Homework #4: Record Linkage and Fuzzy Matching

DUE: Monday 2/3 11:59pm

HOW TO SUBMIT: Submit the required files for all problems (see WHAT TO SUBMIT under each problem below) through WebSubmit. On the WebSubmit interface, make sure you select compsci290 and the appropriate homework number. You can submit multiple times, but please resubmit files for all problems each time.

0. Getting Started

WHAT TO SUBMIT: Nothing is required for this part.

To get ready for this assignment, fire up your virtual machine, open up a terminal, and type the following command:

/opt/datacourse/sync.sh

This command will download the files which we are going to use for this homework.

Next, type the following commands to create a working directory (hw04 under your home directory) for this homework:

cp -pr /opt/datacourse/assignments/hw04-template/ ~/hw04/
cd ~/hw04/
psql congress -c "CREATE EXTENSION fuzzystrmatch"
psql congress -c "CREATE EXTENSION pg_trgm"

The last 2 command will install extensions to Postgres which will allow you to use Levenshtein distance (levenshtein(string1, string2)), and Jaccard similarity (similarity(string1, string2)) that we discussed in class.

Once the above commands finish running, you should be able to access the database by issuing the following command:

psql congress

1. Senator Twitter IDs

WHAT TO SUBMIT: For each of the questions (A, B) below, submit a plain-text .sql file (1A.sql, 1B.sql). Note that you can enter comments in SQL using -- (anything following -- on the same line will be ignored as comments). For each query, in the comments report:

  1. How many records were returned by your query?
  2. How many records do you think you matched correctly?
  3. If you did not match all rows correctly, explain why.

In the working directory you will find a file senator_tweets_parsed.csv. This file contains the list of current senators and three different twitter ids (Official, staff and campaign) extracted from the Web (and current as of Nov 6, 2013).

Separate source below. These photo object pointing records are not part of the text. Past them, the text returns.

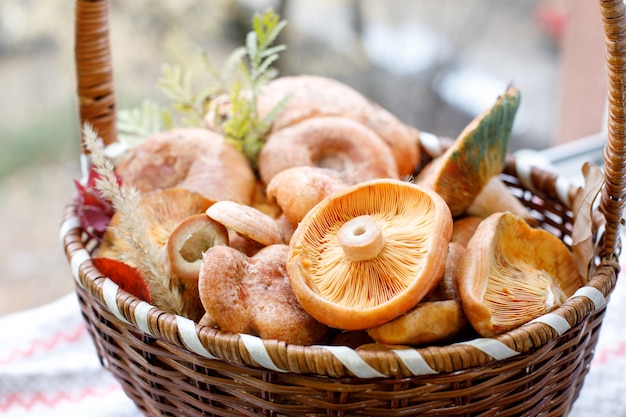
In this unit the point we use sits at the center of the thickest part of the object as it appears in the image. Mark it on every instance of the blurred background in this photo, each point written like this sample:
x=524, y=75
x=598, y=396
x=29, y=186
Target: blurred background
x=435, y=64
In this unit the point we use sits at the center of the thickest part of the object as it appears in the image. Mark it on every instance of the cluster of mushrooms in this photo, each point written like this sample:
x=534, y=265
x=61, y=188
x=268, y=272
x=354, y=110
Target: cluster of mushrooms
x=344, y=235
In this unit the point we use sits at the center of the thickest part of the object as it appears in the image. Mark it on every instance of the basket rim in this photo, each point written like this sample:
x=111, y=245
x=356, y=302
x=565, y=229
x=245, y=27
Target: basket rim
x=341, y=361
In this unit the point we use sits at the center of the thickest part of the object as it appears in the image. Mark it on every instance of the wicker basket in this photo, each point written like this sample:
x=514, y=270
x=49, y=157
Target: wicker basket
x=169, y=365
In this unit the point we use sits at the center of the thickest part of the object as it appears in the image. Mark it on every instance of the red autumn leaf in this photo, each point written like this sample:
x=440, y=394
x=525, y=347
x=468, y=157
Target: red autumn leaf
x=94, y=211
x=127, y=277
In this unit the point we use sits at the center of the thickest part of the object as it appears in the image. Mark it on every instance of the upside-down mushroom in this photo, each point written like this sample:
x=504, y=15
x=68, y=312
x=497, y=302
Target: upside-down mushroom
x=369, y=253
x=463, y=229
x=477, y=155
x=512, y=273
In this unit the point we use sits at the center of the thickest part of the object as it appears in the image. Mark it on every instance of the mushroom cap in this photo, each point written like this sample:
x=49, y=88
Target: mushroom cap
x=188, y=242
x=478, y=154
x=359, y=292
x=328, y=142
x=314, y=96
x=247, y=221
x=252, y=295
x=428, y=322
x=193, y=158
x=512, y=273
x=296, y=190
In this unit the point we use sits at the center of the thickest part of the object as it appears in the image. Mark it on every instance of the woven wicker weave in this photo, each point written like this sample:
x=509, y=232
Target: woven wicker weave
x=168, y=365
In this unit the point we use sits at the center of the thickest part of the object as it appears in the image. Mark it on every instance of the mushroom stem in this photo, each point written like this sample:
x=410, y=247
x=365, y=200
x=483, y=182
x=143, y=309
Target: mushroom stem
x=361, y=238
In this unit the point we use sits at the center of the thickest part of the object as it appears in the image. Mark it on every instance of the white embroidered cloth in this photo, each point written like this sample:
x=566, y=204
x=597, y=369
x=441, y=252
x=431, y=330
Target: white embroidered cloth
x=49, y=367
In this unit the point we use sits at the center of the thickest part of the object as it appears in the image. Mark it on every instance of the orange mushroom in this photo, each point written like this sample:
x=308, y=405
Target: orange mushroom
x=496, y=197
x=477, y=155
x=312, y=96
x=296, y=190
x=512, y=273
x=247, y=221
x=328, y=142
x=369, y=253
x=188, y=242
x=252, y=295
x=196, y=159
x=141, y=242
x=436, y=318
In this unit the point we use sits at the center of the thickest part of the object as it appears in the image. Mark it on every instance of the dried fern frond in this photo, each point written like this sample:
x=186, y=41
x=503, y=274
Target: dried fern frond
x=133, y=229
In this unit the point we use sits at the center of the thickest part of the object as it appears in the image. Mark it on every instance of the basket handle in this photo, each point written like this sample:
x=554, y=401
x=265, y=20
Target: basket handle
x=98, y=106
x=612, y=199
x=94, y=70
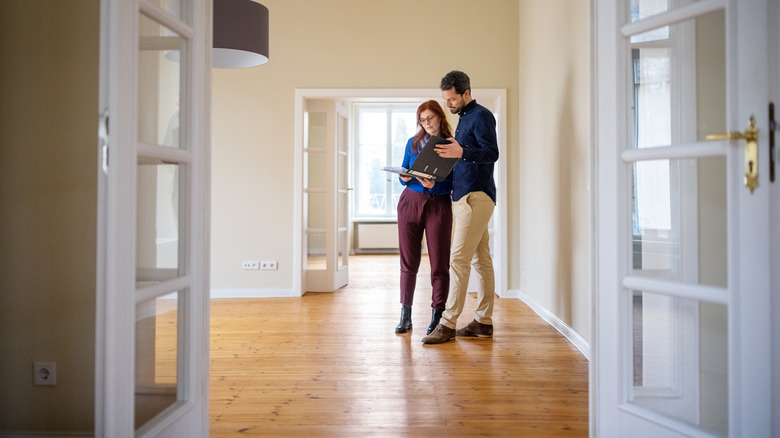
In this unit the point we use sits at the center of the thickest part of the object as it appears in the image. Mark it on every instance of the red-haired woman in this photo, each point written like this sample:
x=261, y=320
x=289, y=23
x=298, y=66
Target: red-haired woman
x=425, y=206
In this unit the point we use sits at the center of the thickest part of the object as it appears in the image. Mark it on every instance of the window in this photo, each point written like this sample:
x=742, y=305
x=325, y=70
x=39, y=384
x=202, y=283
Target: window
x=381, y=133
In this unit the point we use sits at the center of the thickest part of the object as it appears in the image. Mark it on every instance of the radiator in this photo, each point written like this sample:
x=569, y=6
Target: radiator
x=376, y=236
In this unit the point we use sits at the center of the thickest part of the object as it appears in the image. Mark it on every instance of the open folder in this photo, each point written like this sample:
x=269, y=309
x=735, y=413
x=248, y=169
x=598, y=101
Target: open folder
x=428, y=163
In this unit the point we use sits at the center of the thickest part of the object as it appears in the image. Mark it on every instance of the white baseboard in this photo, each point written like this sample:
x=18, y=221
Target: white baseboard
x=569, y=333
x=254, y=293
x=42, y=434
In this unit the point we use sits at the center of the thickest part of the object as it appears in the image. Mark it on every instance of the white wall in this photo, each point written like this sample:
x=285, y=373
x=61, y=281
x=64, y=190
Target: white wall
x=549, y=206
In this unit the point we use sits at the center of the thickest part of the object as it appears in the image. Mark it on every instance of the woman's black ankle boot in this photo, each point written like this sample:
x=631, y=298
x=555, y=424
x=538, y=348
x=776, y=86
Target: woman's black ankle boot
x=435, y=318
x=406, y=320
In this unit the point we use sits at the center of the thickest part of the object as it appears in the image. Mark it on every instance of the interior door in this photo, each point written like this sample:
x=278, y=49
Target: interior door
x=326, y=200
x=683, y=345
x=152, y=348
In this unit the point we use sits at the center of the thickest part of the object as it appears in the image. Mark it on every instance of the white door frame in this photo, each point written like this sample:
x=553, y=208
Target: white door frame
x=117, y=291
x=493, y=98
x=751, y=266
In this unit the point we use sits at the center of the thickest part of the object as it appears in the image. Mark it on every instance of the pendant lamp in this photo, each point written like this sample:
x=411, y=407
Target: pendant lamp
x=240, y=34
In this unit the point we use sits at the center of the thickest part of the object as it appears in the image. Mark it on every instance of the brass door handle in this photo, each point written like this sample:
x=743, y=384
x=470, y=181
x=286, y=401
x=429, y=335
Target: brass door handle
x=751, y=151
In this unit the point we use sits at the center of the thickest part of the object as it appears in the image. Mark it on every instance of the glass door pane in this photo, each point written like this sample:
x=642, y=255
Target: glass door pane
x=159, y=78
x=315, y=174
x=156, y=356
x=678, y=211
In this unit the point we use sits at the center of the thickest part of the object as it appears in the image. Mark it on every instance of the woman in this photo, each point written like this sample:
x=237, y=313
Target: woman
x=426, y=206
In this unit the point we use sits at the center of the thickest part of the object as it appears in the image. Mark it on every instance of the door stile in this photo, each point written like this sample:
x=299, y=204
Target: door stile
x=750, y=310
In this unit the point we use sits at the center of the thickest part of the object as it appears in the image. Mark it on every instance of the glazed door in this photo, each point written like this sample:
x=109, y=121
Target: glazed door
x=325, y=196
x=152, y=349
x=682, y=220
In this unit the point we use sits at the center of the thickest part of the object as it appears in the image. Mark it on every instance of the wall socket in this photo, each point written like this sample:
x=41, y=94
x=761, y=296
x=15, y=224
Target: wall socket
x=45, y=373
x=268, y=265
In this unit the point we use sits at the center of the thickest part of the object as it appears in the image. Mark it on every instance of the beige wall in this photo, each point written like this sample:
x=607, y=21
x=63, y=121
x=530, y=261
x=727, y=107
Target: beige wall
x=538, y=51
x=314, y=44
x=48, y=122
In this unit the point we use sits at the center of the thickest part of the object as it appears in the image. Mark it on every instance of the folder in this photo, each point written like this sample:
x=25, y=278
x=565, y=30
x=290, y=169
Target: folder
x=428, y=163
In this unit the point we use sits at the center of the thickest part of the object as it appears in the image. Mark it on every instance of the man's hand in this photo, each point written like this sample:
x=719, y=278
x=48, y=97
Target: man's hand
x=449, y=150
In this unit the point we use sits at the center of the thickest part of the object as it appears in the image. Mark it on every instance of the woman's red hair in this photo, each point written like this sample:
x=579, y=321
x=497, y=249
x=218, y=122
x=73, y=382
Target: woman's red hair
x=444, y=126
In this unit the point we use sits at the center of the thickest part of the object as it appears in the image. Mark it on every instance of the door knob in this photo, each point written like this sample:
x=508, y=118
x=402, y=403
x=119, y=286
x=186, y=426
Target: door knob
x=751, y=151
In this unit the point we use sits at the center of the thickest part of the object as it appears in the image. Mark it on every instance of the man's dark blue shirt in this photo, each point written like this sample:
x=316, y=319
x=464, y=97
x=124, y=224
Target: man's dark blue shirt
x=476, y=133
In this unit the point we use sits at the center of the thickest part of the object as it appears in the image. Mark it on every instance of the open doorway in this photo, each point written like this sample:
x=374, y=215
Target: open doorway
x=305, y=242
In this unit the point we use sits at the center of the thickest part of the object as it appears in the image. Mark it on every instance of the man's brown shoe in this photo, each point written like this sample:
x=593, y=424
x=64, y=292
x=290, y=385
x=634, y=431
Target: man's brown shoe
x=476, y=330
x=440, y=335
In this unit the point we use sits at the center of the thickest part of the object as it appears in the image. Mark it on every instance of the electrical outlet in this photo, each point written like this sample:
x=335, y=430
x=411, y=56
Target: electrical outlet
x=45, y=373
x=268, y=265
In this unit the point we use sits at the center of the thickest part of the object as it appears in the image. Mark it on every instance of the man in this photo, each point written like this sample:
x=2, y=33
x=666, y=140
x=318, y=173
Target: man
x=473, y=201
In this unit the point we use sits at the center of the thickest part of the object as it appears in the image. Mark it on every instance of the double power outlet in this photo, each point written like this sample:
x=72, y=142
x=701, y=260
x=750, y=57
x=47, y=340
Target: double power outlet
x=264, y=265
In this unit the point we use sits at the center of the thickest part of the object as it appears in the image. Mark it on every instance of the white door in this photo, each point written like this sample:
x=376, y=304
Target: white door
x=683, y=262
x=326, y=199
x=152, y=329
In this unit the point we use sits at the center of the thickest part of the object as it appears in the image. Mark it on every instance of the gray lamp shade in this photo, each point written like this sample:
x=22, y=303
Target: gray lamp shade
x=240, y=34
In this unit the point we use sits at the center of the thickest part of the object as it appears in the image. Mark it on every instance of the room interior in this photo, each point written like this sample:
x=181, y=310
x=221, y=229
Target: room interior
x=538, y=52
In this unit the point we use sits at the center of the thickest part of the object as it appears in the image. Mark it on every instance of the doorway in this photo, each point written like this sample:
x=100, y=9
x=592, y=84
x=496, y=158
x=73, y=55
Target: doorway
x=493, y=99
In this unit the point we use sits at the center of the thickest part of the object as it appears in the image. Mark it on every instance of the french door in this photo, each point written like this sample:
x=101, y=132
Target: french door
x=326, y=196
x=683, y=257
x=152, y=329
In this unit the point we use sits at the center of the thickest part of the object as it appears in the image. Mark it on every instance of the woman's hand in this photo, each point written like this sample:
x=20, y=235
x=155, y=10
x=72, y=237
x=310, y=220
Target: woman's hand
x=427, y=183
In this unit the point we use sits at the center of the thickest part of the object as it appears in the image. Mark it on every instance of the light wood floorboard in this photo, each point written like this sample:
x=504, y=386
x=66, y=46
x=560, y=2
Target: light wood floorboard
x=330, y=365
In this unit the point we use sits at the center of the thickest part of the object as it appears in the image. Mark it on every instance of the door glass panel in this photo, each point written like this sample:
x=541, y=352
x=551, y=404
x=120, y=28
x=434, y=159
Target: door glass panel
x=159, y=82
x=679, y=206
x=678, y=83
x=156, y=356
x=158, y=222
x=315, y=231
x=679, y=220
x=175, y=7
x=680, y=360
x=640, y=9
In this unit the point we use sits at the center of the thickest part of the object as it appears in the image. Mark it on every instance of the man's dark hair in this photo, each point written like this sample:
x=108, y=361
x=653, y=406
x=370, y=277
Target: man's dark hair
x=456, y=79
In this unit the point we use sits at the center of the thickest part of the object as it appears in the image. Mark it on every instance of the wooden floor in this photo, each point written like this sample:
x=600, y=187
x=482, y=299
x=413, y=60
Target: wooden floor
x=330, y=365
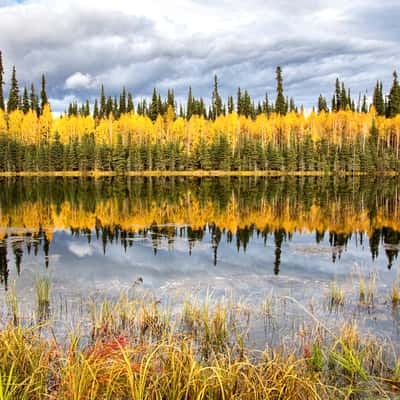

Our goal in this homework is to match the records in this file to the persons table in the congress database.

You will also find a file names nicknames.csv which contains a list of firstnames and the common nicknames associated with them (which you will need). You will also find a script file create-load-nicknames.sql which will allow you to create a table called nicknames and copy the data from the csv file into this table. You can create this by running

\i create-load-nicknames.sql

inside psql.

(A) Create a table called tweets and populate it with the data from senator_tweets_parsed.csv. (Hint: Write a SQL file similar to create-load-nicknames.sql.) List all the records from the tweets table that match a record in the persons table on firstname AND lastname.

NOTE: If you made a mistake in your script or copied wrong data into a table, you can always use the SQL command

DROP TABLE tablename;

inside psql to drop the table you created. Also, do not execute the \COPY command more than once; it will just add a new set of duplicate rows from the csv file into the existing table.

(B) Create the nicknames table (if you have not already done it). List all the records that result from the following matching: edit distance of at most 2 on last name, AND (first names are same OR first name is a nickname variant).

2. What is the best you can do?

WHAT TO SUBMIT: Submit a plain-text 2.sql file. In the comments report:

  1. How many records were returned by your query?
  2. How many records do you think you matched correctly?
  3. If you did not match all rows correctly, explain why.

Using all the information available to you about this tweets dataset, find the best matching condition that returns as many of the correct matches as possible, and returns very few erroneous matches.